Part One: The Chase is on!
There comes a time in the life of most men when they decide to stop living like some goddamn college student and build themselves a life. This urge can stem from one or both of two sources:
- Internally, as a result of passing a developmental milestone — such as a thirtieth birthday.
- Externally, as reaction to a life-changing event — such as a health crisis, or the constant carping of a spouse or girlfriend to whom the quiet ticking of her biological clock has turned into a series of booming gong-blows portending the steady deterioration of her ovaries.
For Schwimmer it was both, but in a specific order: serious girlfriend and marriage first at age thirty four, then reproduction to shut her hell up.
It’s not that Schwimmer didn’t want kids – he didn’t mind the idea so much. He was a little worried that he’d be able to take care of them, simply based on the state of most all of his possessions (his car hadn’t had an oil change in a year and a half) and his stunning lack of success at owning pets (all of whom had either died or disappeared quickly after taking up residence with him). He could barely take care of himself, how was he to take care of another life?

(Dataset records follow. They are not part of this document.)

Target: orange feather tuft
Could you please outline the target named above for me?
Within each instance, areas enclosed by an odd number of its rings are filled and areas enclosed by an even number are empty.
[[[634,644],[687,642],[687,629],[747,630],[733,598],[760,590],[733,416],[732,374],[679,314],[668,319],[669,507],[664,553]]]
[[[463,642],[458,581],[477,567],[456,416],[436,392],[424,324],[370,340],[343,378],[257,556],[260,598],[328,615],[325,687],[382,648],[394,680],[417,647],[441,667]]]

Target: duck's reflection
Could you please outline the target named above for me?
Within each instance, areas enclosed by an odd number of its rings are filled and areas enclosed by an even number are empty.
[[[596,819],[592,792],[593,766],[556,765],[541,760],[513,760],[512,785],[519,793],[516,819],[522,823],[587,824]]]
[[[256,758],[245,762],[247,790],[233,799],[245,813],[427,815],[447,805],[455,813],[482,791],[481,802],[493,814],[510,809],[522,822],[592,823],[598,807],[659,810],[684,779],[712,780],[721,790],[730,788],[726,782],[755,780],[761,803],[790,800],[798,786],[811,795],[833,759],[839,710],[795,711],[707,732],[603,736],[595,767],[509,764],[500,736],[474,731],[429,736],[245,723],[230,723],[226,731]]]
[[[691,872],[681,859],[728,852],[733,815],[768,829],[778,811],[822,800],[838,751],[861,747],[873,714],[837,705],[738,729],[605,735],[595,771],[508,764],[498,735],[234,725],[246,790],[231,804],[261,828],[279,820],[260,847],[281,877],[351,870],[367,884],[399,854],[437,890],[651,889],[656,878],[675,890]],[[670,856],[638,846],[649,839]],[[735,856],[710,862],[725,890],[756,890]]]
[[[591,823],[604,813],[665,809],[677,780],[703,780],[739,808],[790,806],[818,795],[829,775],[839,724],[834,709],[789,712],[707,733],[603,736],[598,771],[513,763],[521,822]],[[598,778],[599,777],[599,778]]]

But he also knew that he’d have help from his wife and that his worries about being able to step up to the challenge were unfounded. Once, when he was eight he’d attempted to comb and part his own hair, but was unable to get the part straight. His mom eventually took care of that for him with a few deft, casual strokes and then told him to dress for school. As he buttoned his shirt he looked in the mirror at that impossibly perfect demarcation in his scalp, which his mom had achieved with such ease, and was overwhelmed with anxiety and doubt; I can’t even part my own hair, how am I supposed to cook my own meals, keep an apartment, do a job when I grow up?
He knew, deep inside, that this was part of growing up. He’d develop these skills over time and would rise to the occasion as it came, and he did. Fatherhood would come to him as readily as parting his hair.
But it didn’t.
It didn’t come at all. Two years of regular sex yielded nothing but orgasms and soiled linen. His wife failed to spark – her womb resisted his best efforts. This was actually okay with Schwimmer, who was a bit of a fatalist and believed that children would come when they would come, but his wife was not of that same philosophical school. She wanted kids and she wanted them now. If something was wrong then it would have to be fixed.
But it was not that simple for Schwimmer because he had a secret. In seventh grade he’d gotten ill. The actual details of that illness were swathed in gauzy mental cotton, because a very high fever was involved, but some of the more humiliating memories remained quite clear. At four o’clock in the morning his parents had awakened to the sound of furniture crashing around in the living room. His father pulled out a billy club he kept under the mattress and tiptoed out into the darkened room to find dazed young Schwimmer building a tent out of blankets and chairs and muttering to himself about turtles. He was burning up.
They rushed him to the emergency room, where they discovered that his left testicle had swollen to the size of a ripe Valencia orange. Schwimmer remembered quite clearly the parade of physicians, orderlies, random passers-by who marched in and out of his clothy cubicle to peer at his adolescent genitals. But after they admitted him and placed him on a very high-dose antibiotic IV drip, his memory of the next few days was a vague series of fever dreams featuring swollen cow udders that hung ponderously over his head as he floated across a blasted dreamy heath.
The fever broke and his testicle began to shrink. He was appalled to discover the initial diagnosis had been venereal disease, which made him a snickering laughingstock of all the nurses in the ward. They came in and out of his room with smug little smiles. Over the next several days, so many people needed to inspect his genitals that he wondered if it was even necessary to pull up his blankets to cover them. Perhaps they should be framed and hung on the wall for easier viewing.
As a tender early teen, he suffered this outrage on his modesty poorly. Eventually the diagnosis came in and it was not VD, which would have been impossible anyway. It was “Epididemitis”, described as an inflammation of a sperm-carrying tube running from his testicle to his urethra. The infection spread to his testicle, causing it to swell. His father had suffered from exactly the same infection back when he was in the Navy, so apparently the men in his family were prone to it. In fact, his dad used to joke that he’d produced two boys because he shot only from the right.
Schwimmer left the hospital knowing much more about his reproductive anatomy than he felt he should have for his age. He also knew there was a very good chance that his right testicle was now serving a mainly ornamental role, and that he could be infertile. This didn’t bother him at all; in fact it was a source of secret comfort. Years later when no less than two of his buddies from his high school football team were forced to withdraw from college to make decent women out of their knocked-up girlfriends, Schwimmer reveled in his luck. There would be no awkward announcements, no recriminations, no emotional gales in response to insensitive questions like “How do you know it’s mine?” or “Well, uh, what do you want to do?” he would be spared all that.
But not any more: The Sperms had come home to roost.